After following a single fluorescent cell’s birth and spread through the body of a translucent fish, researchers at the Boston Children’s Hospital are now one step closer to answering a question that has long baffled scientists: Why don’t all cells with cancer genes become cancerous? In their study, which marks the first time a cancer cell has been visualized so early on in its lifetime, the researchers got close enough to the moment of a healthy cell’s betrayal to the cancerous dark side to figure out what exactly pushes it over the edge.
A perplexing issue in cancer research is the fact that scientists keep finding cells that express cancer genes but never become malignant. What the scientists have been doing is sort of like “cellular profiling,” so to speak: They use fairly visible markers — certain cancer-related genes, active or not — to guess whether a cell is potentially dangerous. But those genes, like a person’s clothes, aren’t enough to predict a cell’s fate. There’s something else — a trigger — that turns a somewhat-dangerous-looking cell into a bona fide cancer.

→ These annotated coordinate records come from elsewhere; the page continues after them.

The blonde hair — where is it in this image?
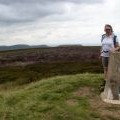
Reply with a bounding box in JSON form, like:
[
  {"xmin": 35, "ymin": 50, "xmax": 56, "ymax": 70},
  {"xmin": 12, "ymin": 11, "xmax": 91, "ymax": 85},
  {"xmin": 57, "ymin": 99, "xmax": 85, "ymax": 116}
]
[{"xmin": 104, "ymin": 24, "xmax": 113, "ymax": 33}]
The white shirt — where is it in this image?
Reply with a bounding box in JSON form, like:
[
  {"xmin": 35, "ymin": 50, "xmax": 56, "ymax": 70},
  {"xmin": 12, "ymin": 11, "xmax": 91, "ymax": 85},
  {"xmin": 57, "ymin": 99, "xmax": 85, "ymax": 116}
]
[{"xmin": 101, "ymin": 34, "xmax": 118, "ymax": 57}]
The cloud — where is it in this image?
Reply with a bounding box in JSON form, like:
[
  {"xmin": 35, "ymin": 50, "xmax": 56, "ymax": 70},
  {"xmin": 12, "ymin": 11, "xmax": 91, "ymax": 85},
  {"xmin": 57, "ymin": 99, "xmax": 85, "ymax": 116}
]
[{"xmin": 0, "ymin": 0, "xmax": 102, "ymax": 25}]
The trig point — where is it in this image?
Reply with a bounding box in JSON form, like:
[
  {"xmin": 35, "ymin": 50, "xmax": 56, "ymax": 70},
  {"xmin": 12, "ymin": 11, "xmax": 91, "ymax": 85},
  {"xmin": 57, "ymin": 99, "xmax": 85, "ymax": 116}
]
[{"xmin": 101, "ymin": 52, "xmax": 120, "ymax": 104}]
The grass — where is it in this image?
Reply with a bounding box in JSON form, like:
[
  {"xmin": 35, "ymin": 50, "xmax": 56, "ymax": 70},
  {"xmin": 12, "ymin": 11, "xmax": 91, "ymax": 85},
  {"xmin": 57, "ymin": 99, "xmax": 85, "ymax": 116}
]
[
  {"xmin": 0, "ymin": 61, "xmax": 103, "ymax": 89},
  {"xmin": 0, "ymin": 73, "xmax": 120, "ymax": 120}
]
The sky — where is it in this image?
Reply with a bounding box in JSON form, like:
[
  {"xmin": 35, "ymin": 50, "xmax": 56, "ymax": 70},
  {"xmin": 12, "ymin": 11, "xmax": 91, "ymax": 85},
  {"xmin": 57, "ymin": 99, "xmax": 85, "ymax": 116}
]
[{"xmin": 0, "ymin": 0, "xmax": 120, "ymax": 46}]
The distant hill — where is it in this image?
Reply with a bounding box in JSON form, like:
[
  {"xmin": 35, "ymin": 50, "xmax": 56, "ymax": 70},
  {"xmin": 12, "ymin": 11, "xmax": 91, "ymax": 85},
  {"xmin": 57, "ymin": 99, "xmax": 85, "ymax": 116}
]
[{"xmin": 0, "ymin": 44, "xmax": 49, "ymax": 51}]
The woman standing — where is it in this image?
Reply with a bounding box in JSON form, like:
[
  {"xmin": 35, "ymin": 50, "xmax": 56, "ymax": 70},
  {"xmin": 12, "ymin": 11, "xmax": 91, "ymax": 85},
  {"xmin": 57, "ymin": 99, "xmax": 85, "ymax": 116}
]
[{"xmin": 100, "ymin": 24, "xmax": 119, "ymax": 85}]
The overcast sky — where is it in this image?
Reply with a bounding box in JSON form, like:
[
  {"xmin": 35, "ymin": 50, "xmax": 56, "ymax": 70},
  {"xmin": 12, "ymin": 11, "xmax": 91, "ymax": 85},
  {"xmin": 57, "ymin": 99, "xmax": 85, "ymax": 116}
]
[{"xmin": 0, "ymin": 0, "xmax": 120, "ymax": 45}]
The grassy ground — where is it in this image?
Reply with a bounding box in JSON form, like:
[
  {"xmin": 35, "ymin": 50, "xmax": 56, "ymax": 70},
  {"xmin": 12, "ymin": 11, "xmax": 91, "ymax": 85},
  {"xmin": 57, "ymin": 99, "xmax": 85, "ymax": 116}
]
[
  {"xmin": 0, "ymin": 73, "xmax": 120, "ymax": 120},
  {"xmin": 0, "ymin": 60, "xmax": 103, "ymax": 89}
]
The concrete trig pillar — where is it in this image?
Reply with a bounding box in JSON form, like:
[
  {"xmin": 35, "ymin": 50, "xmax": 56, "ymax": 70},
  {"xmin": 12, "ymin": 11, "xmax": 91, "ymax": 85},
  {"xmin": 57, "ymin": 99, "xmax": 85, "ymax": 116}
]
[{"xmin": 101, "ymin": 52, "xmax": 120, "ymax": 104}]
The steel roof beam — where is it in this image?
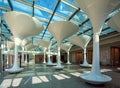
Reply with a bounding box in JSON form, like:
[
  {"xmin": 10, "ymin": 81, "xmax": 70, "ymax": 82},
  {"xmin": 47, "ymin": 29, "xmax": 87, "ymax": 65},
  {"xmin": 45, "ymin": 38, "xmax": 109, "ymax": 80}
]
[{"xmin": 41, "ymin": 0, "xmax": 61, "ymax": 39}]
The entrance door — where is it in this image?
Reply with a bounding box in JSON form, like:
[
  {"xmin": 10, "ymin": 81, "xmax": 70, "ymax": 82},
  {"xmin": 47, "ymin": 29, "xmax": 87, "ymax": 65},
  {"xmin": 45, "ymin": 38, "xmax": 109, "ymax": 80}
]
[
  {"xmin": 76, "ymin": 52, "xmax": 83, "ymax": 64},
  {"xmin": 87, "ymin": 50, "xmax": 93, "ymax": 64}
]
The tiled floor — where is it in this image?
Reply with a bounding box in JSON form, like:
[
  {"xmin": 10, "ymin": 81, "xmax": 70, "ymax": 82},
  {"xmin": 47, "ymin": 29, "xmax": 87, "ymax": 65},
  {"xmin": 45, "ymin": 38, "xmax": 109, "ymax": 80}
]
[{"xmin": 0, "ymin": 59, "xmax": 120, "ymax": 88}]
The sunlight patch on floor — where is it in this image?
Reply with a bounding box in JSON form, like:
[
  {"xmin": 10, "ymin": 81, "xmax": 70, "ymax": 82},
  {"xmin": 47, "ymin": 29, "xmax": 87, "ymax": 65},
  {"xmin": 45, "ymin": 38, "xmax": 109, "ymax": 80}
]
[
  {"xmin": 32, "ymin": 76, "xmax": 42, "ymax": 84},
  {"xmin": 53, "ymin": 75, "xmax": 65, "ymax": 80},
  {"xmin": 12, "ymin": 78, "xmax": 22, "ymax": 87},
  {"xmin": 39, "ymin": 76, "xmax": 49, "ymax": 82},
  {"xmin": 70, "ymin": 72, "xmax": 80, "ymax": 77},
  {"xmin": 0, "ymin": 79, "xmax": 12, "ymax": 88}
]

That trigger is what the team found. Ze’ev Ronai, Ph.D., a cancer specialist and scientific director at the Sanford-Burnham Medical Research Institute at La Jolla, called it “a significant advance in the field,” which is characteristically sedate scientist-speak for “this is a huge-ass deal.”
In a study published in the journal Science on Thursday, lead author Charles K. Kaufman, Ph.D. and his team revealed that to become truly cancerous, the skin cancer cells they followed in zebrafish required three things. The team already knew about the first two — a mutation in the gene BRAF (which also is found in human skin cancer) and the loss of the tumor suppressor gene p53 — but what their investigation revealed was the third factor, a change that causes the cell to revert back to the stem cell state.
In this case, it was the activation of a gene called Crestin, which seemed to give the newly induced “stem cell” the green light to go full cancer, activating the genes that cause it to proliferate. This growing clump of cells is what becomes the melanoma — a cancerous skin mole. Neighboring cells that also had the BRAF and p53 mutations but never got kicked back to the stem cell state didn’t become cancerous.
Conveniently, the same genes that get activated post-Crestin in fish tumors are the same ones that are turned on in humans. This is important for two reasons. It means melanoma formation is probably the same in fish and humans, and it also means that there’s probably a Crestin-like gene in human moles that could be spotted before it can trigger its cancerous cascade.
We’ve been trained to freak out when we find moles on our bodies. Are they cancerous? Are they just sunspots? So far, it’s been really hard to tell. Kaufman estimates that only one in tens to hundreds of millions of cells in a mole could become cancerous. But now that we know what cells look like as they’re about to go bad, it might become a lot easier to spot them — and deal with them — before they even begin to wreak havoc.